Он выпил и ошалел, сердце он нашел совсем неудовлетворительным и вовсе не похожим на то, как его себе представлял, судя по известному лубочному листу: «сердце грешника – жилище сатаны». Чтобы увидеть сатану в сердце, его уговорили выпить еще вторую мензулку, и он выпил и потом что-то ел. А когда съел, то студенты ему сказали:
– Знаешь ли, что ты съел?
Он отвечал:
– Не знаю.
– А это ты, братец, съел котлету из человеческого мяса.
Гиезий побледнел и зашатался: с ним совершенно неожиданно сделался настоящий обморок.
Его насилу привели в себя и ободрили, уверяя, что котлета сжарена из мяса человека зарезавшегося, но от этого с Гиезием чуть не сделался второй обморок, и начались рвоты, так что его насилу привели в порядок и на этот раз уже стали разуверять, что это было сказано в шутку и что он ел мясо говяжье; но никакие слова на него уже не действовали. Он бегом побежал на Печерск к своему старцу и сам просил «сильно его поначалить», как следует от страшного прегрешения.
Старец исполнил просьбу отрока.
И дорого это обошлось здоровью бедного парня: дней десять после этого происшествия мы его вовсе не видали, а потом, когда он показался с ведром за плечами, то имел вид человека, перенесшего страшные муки. Он был худ, бледен и сам на себя не похож, а вдобавок долго ни за что ни с кем не хотел говорить и не отвечал ни на один вопрос.
После, по особому к одному из нас доверию, он открыл, что дедушка его «вдвойне началил», то есть призвал к сему деланию еще другого, случившегося тут благоверного христианина, и оба имели в руках концы веревки, «свитые во двое», и держали их «оборучь». И началили Гиезия в угле в сенях, уложив «мордою в войлок, даже до той совершенной степени, что у него от визгу рот трубкой закостенел и он всей памяти лишился».

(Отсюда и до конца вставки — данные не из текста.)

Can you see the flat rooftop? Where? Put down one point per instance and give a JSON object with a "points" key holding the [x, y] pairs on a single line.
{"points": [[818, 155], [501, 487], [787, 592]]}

Но на дедушку отрок все-таки нимало не роптал, ибо сознавал, что «бит был во славу Божию», и надеялся через это более «с мирскими не суетить и исправиться».
Кажется, это и в самом деле произвело в нем такой сильный перелом, к какому только была способна его живая и увлекающая натура. Он реже показывался и вообще уже не заводил ни разговоров с нами, ни пререканий с благоневерными поморами, которые «на тропаре повисли».
К тому же обстоятельства подменились и поразмели нашу компанию в разные стороны, и старец с отроком на время вышли из вида.
Между тем мост был окончен, и к открытию его в Клев ожидали государя Николая Павловича. Наконец и государь прибыл, и на другой день было назначено открытие моста.
Теперь ничего так не торжествуют, как тогда торжествовали. Вечер накануне был оживленный и веселый: все ходили, гуляли, толковали, но были люди, которые проводили эти часы и иначе.
На темном задворке шияновских закуток и поморы и филипоны молились, одни с тропарем, другие без тропаря. Те и другие ждали необычайной для себя радости, которая их благочестию была «возвещена во псалтыре».
Около полуночи мне довелось проводить одну девицу, которая жила далеко за шияновским домом, а на возвратном пути у калитки я увидел темную фигуру, в которой узнал антропофага Гиезия.
– Что это, – говорю, – вы в такую позднюю пору на улице?
– Так, – отвечает, – все равно нонче надо не спать.
– Отчего надо не спать?
Гиезий промолчал.
– А как это вас дедушка так поздно отпустил на улицу?
– Дедушка сам выслал. Мы ведь до самого сего часа молитвовали, – почитай сию минуту только зааминили. Дедушка говорит: «Повыдь посмотри, что деется».
– Чего же смотреть?
– Како, – говорит, – «суетят никонианы и чего для себя ожидают».
– Да что такое, – спрашиваю, – случилось, и чего особенного ожидаете?
Гиезий опять замялся, а я снова повторил мой вопрос.
– Дедушка, – говорит, – много ждут. Им, дедушке, ведь все из псалтыри открыто.
– Что ему открыто?
– С завтрашнего числа одна вера будет.
– Ну-у!
– Увидите сами, – до завтра это в тайне, а завтра всем царь объявит. И упротивные (то есть поморы) тоже ждут.
– Тоже объединения веры?
– Да-с; должно быть, того же самого. У нас с ними нынче, когда наши на седальнях на дворик вышли, меж окно опять легкая война произошла.